Marc 9, 36

Prenant alors un enfant, il le plaça au milieu d’eux, l’embrassa, et leur dit :

Prenant alors un enfant, il le plaça au milieu d’eux, l’embrassa, et leur dit :
Louis-Claude Fillion
S. Matthieu, Matth. 18, 3-5, expose d’une manière plus complète la pensée de Jésus. S. Marc, a son ordinaire, resserre le langage pour appuyer davantage sur les faits. — Un enfant comme celui-ci. Par ces mots, le Sauveur montrait qu’il voulait parler non seulement au propre, mais encore au figuré, c’est-à-dire qu’indépendamment des petits enfants, il pensait aussi et surtout aux âmes simples dont ils sont l’emblème. — Et quiconque… Sublime gradation, qui promet aux amis des enfants et des humbles la plus parfaite récompense qu’on puisse envier ici-bas. « Voyez ce que vaut l’humilité, car elle mérite l’inhabitation du Père, du Fils et même du Saint Esprit ». Théophylacte. Cf. Matth. 10, 40 et le commentaire.
Saint Théophylacte d'Ohrid
Il nous défend d'usurper injustement les honneurs, et il veut que nous n'y parvenions que par l'humilité.

Voyez de quel prix est l'humilité, elle attire dans l'âme, le Père, le Fils et le Saint-Esprit ( Jn 14, 23; 1 Jn 4, 16).
Saint Bède le Vénérable
Aux événements prospères, Jésus-Christ mêle habituellement la prédiction d'événements fâcheux, afin que leur arrivée inopinée ne soit pas pour les Apôtres un sujet d'épouvante, mais qu'ils les trouvent préparés à les supporter courageusement.

A cette recommandation, Jésus joint l'exemple de la simplicité de l'enfance. «Et prenant un enfant», etc.

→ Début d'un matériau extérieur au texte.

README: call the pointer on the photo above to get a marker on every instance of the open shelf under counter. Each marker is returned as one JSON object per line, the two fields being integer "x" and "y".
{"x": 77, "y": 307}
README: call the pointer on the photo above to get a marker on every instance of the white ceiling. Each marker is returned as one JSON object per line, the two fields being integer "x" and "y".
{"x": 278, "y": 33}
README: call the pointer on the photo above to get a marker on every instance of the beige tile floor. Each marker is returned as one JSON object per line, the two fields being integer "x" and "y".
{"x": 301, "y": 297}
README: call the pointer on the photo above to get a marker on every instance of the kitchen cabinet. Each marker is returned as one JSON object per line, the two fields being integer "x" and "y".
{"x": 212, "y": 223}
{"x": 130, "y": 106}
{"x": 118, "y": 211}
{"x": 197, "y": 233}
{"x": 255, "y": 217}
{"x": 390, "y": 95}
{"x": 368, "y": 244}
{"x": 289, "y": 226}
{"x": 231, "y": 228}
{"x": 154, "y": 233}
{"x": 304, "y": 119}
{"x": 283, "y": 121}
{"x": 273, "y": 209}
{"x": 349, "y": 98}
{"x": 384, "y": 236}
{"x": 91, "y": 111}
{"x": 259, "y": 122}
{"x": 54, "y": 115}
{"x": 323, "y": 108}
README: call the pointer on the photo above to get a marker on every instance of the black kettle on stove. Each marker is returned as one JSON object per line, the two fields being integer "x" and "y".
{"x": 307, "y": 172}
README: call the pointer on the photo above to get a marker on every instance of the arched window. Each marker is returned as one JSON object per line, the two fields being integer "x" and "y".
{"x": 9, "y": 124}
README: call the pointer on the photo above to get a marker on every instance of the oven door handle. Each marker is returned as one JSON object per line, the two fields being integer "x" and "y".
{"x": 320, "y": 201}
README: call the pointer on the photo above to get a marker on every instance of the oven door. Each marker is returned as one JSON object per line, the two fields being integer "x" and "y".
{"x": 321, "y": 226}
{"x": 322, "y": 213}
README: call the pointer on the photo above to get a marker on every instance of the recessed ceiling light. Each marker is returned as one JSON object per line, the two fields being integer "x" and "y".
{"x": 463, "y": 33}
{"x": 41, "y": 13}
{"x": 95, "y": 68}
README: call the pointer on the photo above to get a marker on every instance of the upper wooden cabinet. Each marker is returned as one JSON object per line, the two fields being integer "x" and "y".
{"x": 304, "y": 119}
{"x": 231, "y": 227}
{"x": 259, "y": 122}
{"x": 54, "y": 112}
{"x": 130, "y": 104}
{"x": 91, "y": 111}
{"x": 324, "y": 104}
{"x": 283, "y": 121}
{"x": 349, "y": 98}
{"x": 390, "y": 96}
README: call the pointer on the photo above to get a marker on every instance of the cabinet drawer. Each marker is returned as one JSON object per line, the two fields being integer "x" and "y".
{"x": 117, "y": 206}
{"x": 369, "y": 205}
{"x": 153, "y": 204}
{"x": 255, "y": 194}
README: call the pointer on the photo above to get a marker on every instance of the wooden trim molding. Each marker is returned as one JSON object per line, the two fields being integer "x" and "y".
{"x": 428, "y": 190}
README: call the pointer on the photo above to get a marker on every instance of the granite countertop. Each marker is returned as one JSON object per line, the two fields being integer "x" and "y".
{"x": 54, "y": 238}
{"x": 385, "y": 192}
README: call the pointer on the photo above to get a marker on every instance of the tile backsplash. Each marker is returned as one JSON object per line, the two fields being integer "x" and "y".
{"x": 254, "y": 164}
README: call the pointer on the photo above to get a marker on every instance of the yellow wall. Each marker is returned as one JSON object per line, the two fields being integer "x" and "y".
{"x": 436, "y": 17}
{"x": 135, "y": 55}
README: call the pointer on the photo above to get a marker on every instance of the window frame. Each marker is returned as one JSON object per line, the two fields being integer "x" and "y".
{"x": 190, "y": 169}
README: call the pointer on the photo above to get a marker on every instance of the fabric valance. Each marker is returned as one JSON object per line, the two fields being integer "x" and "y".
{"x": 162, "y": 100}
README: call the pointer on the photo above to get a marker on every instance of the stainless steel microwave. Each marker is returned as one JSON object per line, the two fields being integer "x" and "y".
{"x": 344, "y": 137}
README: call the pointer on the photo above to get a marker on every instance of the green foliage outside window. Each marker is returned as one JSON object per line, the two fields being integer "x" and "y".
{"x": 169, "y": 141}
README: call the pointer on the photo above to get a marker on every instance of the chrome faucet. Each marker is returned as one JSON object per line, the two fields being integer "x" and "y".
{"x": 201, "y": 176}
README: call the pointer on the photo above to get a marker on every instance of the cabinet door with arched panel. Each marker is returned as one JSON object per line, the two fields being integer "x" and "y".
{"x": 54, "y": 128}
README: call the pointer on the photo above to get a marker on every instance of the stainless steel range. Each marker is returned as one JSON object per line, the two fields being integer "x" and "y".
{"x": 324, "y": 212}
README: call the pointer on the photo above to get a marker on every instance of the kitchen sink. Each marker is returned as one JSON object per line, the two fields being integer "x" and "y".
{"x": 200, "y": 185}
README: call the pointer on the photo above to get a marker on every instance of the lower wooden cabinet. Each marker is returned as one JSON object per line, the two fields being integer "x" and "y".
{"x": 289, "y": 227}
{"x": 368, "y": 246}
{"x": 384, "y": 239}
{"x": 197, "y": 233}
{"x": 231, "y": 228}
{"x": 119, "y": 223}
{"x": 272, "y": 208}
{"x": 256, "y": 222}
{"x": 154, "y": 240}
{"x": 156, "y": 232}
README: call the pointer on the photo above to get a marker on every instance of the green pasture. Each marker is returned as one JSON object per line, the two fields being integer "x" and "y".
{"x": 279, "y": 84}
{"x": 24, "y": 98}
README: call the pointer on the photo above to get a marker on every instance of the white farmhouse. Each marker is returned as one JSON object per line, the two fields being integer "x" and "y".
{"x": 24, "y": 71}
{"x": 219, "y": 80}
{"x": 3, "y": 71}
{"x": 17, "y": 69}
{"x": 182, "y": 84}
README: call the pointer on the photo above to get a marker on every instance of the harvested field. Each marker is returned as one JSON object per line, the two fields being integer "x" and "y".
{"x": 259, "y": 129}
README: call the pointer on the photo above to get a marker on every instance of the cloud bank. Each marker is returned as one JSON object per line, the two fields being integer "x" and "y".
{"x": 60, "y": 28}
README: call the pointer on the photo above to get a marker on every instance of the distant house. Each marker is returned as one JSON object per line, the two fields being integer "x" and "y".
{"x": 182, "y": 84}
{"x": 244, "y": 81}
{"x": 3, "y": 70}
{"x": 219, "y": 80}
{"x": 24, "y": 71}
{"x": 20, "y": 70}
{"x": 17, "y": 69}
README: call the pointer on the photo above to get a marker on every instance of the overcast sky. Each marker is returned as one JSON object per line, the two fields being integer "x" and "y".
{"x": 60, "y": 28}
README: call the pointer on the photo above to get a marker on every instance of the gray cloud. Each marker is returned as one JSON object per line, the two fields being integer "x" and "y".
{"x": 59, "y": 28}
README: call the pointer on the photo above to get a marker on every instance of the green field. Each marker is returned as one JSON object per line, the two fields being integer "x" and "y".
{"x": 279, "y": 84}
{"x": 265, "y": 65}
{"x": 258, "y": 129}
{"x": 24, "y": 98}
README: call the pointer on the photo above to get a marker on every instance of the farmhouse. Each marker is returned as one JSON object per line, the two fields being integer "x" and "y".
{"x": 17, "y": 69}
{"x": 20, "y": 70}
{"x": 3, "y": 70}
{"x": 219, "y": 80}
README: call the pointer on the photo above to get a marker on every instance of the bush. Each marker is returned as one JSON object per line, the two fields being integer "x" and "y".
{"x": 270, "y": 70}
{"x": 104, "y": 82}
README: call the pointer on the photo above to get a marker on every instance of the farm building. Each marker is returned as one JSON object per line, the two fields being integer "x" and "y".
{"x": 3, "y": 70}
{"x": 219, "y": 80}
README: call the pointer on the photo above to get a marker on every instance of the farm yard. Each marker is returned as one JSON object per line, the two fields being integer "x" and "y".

Le Sauveur recommande ici àceux qui aspirent aux dignités, de faire à ses pauvres un digue accueil par honneur pour lui-même; ou bien il leur recommande d'avoir la candeur de l'enfance, et d'être simples sans fierté, charitables sans envie, affectueux sans colère. Le baiser qu'il donne à cet enfant, nous apprend que c'est aux petits qu'il réserve son affection et ses embrassements. Il ajoute: «En mon nom», c'est-à-dire, que la vertu qui, chez l'enfant, n'est autre chose qu'une inclination natur elle, doit être chez nous un acte de la raison fait au nom de Jésus-Christ. Enfin, quand il veut que nous le considérions lui-même dans la personne de l'enfant, ce n'est pas seulement de sa nature visible qu'il veut parler: «Celui qui me recevra, ce n'est pas moi qu'il reçoit, mais celui qui m'a envoyé»,etc. Il veut que ses disciples croient qu'il a la même nature et la même grandeur que son Père.
Saint Jérôme
Il est assez naturel de s'entretenir eu chemin du pouvoir; un chemin en est une image frappante. On quitte le pouvoir comme on y est entré; pendant même qu'on l'exerce, on le voit s'échapper; et on ignore dans quel endroit, c'est-à-dire, quel jour on en sera dépouillé complètement.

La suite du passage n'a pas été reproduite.